The situation is particularly painful for American troops. They are offered a range of religious services, with the help of military chaplains.
But they must worship in private, even though many of them are protecting the kingdom from outside threats. And soldiers who wear a cross or a Star of David must keep the symbols hidden.
"We have all these fine young American men and women over here," one chaplain said. "They're great Americans. They're great soldiers. Yet they're expected to surrender their religious practices when they arrive."
President Bush has called Islam a great religion and described the American people as both religious and tolerant. When he addressed a joint session of Congress shortly after Sept. 11, he said that the "barbarians" who attacked the United States "hate our freedoms, our freedom of religion, our freedom of speech, our freedom to vote and assemble and disagree with each other."
But neither Mr.
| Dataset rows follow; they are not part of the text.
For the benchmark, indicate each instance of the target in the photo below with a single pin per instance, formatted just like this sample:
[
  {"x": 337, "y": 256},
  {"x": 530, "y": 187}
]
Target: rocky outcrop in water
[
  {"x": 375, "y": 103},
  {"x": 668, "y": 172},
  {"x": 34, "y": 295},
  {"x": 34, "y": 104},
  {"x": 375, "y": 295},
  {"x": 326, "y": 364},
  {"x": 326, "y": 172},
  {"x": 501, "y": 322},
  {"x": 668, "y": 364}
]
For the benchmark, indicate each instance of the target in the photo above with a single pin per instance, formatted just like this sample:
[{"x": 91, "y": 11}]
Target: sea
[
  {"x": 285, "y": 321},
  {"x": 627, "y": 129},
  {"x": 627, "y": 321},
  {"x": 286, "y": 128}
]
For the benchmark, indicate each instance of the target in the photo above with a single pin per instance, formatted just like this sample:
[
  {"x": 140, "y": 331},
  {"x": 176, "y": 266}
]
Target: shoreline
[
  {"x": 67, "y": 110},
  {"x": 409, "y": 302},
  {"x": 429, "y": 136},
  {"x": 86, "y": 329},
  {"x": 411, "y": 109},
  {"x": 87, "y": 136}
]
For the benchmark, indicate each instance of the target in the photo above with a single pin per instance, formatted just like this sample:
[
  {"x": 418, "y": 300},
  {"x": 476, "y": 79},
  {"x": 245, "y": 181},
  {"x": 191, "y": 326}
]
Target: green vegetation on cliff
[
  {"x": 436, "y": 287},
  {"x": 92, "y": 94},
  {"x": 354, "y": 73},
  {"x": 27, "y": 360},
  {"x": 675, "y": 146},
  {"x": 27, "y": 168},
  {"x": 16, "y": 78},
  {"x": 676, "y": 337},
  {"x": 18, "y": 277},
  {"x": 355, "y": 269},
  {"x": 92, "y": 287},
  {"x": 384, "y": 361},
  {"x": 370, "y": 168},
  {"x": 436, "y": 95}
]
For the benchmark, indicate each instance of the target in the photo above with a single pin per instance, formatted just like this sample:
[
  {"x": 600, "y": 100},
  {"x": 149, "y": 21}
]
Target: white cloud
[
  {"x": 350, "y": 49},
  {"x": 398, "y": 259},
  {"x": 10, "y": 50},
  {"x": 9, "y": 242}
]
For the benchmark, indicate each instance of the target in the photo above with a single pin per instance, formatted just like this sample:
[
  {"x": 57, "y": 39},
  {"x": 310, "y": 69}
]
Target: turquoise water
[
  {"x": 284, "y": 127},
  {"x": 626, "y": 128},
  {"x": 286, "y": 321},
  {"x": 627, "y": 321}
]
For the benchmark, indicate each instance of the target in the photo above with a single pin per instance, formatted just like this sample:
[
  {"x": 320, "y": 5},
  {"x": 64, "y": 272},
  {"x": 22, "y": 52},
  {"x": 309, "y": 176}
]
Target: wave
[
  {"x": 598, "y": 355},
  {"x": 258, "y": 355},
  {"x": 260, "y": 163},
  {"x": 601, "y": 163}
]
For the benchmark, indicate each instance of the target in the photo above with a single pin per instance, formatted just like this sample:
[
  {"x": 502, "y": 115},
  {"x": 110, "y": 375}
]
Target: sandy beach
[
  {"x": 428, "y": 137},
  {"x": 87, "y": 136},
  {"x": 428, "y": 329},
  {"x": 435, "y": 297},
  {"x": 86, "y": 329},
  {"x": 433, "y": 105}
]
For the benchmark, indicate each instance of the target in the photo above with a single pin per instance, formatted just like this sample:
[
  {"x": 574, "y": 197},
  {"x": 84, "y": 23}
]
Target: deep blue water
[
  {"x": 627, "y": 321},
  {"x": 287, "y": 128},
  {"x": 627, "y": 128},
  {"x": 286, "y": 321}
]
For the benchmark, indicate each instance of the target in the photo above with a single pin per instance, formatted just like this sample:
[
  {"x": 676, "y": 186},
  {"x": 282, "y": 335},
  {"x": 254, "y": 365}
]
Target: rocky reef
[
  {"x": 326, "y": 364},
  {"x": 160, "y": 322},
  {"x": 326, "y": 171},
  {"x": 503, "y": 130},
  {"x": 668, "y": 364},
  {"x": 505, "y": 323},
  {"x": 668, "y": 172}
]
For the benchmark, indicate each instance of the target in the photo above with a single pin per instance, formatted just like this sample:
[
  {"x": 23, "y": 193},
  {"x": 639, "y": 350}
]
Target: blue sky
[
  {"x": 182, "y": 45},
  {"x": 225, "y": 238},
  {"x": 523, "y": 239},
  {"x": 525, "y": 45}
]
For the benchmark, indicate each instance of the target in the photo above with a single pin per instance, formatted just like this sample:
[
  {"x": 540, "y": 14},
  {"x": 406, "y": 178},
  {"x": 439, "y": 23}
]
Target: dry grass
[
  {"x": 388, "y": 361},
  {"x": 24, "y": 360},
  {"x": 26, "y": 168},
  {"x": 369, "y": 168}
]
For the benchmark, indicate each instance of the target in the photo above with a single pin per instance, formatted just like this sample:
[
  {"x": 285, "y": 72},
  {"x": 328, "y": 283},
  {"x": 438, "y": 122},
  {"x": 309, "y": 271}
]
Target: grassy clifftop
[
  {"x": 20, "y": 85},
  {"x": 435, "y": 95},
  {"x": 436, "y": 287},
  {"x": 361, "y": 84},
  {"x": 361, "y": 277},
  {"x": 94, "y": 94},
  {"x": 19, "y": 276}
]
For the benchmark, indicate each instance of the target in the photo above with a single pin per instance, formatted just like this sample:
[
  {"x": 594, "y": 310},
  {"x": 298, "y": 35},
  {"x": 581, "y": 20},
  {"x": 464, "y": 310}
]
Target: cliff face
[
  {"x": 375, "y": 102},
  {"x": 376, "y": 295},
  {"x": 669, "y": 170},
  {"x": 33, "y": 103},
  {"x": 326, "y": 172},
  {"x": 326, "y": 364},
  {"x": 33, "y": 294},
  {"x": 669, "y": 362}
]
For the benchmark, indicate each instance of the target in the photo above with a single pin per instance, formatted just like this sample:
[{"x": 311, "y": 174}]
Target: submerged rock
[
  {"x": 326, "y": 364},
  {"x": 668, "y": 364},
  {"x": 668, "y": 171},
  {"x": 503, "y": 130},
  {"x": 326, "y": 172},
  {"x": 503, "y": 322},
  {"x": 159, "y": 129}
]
Bush nor any of his national security advisers have criticized the refusal of Saudi Arabia to allow Americans and other foreigners to worship freely. The United States, like other governments, has agreed to a compact dictated by the Saudis: if you have to practice your religion, do it in secret.
The United States' relative silence on this religious bigotry is unacceptable. Saudi rulers are safe and happy because the United States has assured them that Christians will sacrifice their lives for their country. The least the Saudis can do is allow U.S. soldiers to worship without restriction. They'd also do good to allow their own citizens the same freedom.